| BioPerl documentation | Contained in the BioPerl distribution. |
Bio::DB::SeqFeature::Store::memory -- In-memory implementation of Bio::DB::SeqFeature::Store
use Bio::DB::SeqFeature::Store;
# Open the sequence database
my $db = Bio::DB::SeqFeature::Store->new( -adaptor => 'memory',
-dsn => '/var/databases/test');
# search... by id
my @features = $db->fetch_many(@list_of_ids);
# ...by name
@features = $db->get_features_by_name('ZK909');
# ...by alias
@features = $db->get_features_by_alias('sma-3');
# ...by type
@features = $db->get_features_by_type('gene');
# ...by location
@features = $db->get_features_by_location(-seq_id=>'Chr1',-start=>4000,-end=>600000);
# ...by attribute
@features = $db->get_features_by_attribute({description => 'protein kinase'})
# ...by the GFF "Note" field
@result_list = $db->search_notes('kinase');
# ...by arbitrary combinations of selectors
@features = $db->features(-name => $name,
-type => $types,
-seq_id => $seqid,
-start => $start,
-end => $end,
-attributes => $attributes);
# ...using an iterator
my $iterator = $db->get_seq_stream(-name => $name,
-type => $types,
-seq_id => $seqid,
-start => $start,
-end => $end,
-attributes => $attributes);
while (my $feature = $iterator->next_seq) {
# do something with the feature
}
# ...limiting the search to a particular region
my $segment = $db->segment('Chr1',5000=>6000);
my @features = $segment->features(-type=>['mRNA','match']);
# getting & storing sequence information
# Warning: this returns a string, and not a PrimarySeq object
$db->insert_sequence('Chr1','GATCCCCCGGGATTCCAAAA...');
my $sequence = $db->fetch_sequence('Chr1',5000=>6000);
# what feature types are defined in the database?
my @types = $db->types;
# create a new feature in the database
my $feature = $db->new_feature(-primary_tag => 'mRNA',
-seq_id => 'chr3',
-start => 10000,
-end => 11000);
Bio::DB::SeqFeature::Store::memory is the in-memory adaptor for Bio::DB::SeqFeature::Store. You will not create it directly, but instead use Bio::DB::SeqFeature::Store->new() to do so.

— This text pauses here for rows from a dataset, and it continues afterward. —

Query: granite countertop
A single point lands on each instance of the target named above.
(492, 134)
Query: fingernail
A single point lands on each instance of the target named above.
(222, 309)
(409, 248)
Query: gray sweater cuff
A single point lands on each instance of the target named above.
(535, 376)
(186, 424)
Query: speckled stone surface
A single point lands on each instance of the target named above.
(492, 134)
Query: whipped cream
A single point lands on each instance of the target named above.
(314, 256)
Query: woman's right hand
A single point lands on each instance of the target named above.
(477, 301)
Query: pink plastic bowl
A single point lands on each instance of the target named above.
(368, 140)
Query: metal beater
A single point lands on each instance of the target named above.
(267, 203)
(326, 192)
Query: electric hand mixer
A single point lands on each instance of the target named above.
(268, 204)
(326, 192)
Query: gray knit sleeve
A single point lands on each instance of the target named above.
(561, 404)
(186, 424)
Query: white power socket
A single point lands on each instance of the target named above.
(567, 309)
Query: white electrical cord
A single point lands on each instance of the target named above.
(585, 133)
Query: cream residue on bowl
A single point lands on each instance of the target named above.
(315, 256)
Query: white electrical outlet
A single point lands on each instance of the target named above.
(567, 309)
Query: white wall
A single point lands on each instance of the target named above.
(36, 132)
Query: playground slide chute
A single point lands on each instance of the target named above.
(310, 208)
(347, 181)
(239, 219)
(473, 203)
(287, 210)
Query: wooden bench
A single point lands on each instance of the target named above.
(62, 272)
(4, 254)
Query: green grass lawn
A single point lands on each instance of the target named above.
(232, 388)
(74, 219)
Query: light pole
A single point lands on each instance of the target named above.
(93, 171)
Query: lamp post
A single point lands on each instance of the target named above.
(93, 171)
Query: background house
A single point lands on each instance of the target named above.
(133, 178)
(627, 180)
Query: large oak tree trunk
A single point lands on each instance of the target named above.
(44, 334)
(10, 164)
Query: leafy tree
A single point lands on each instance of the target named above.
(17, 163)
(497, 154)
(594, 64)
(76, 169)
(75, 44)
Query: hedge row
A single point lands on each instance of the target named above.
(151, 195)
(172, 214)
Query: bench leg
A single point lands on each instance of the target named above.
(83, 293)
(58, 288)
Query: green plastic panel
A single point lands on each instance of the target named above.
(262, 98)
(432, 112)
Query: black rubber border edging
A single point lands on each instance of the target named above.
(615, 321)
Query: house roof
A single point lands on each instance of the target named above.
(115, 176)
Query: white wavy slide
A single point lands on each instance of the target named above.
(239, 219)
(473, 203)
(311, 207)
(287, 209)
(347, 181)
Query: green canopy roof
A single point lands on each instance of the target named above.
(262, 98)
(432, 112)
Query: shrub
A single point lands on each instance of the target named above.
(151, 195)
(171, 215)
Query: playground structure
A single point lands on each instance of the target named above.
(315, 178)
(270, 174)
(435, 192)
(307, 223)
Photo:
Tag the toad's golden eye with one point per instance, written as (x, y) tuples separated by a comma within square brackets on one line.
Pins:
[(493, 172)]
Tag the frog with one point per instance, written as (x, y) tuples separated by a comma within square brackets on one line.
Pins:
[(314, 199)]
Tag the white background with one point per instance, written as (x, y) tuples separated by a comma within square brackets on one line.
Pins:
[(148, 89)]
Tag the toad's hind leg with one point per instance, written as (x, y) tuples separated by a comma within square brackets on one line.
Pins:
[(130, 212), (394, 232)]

See Bio::DB::SeqFeature::Store for complete usage instructions.
Before using the memory adaptor, populate a readable-directory on the file system with annotation and/or sequence files. The annotation files must be in GFF3 format, and sholud end in the extension .gff or .gff3. They may be compressed with "compress", "gzip" or "bzip2" (in which case the appropriate compression extension must be present as well.)
You may include sequence data inline in the GFF3 files, or put the sequence data in one or more separate FASTA-format files. These files must end with .fa or .fasta and may be compressed. Because of the way the adaptor works, you will get much better performance if you keep the sequence data in separate FASTA files.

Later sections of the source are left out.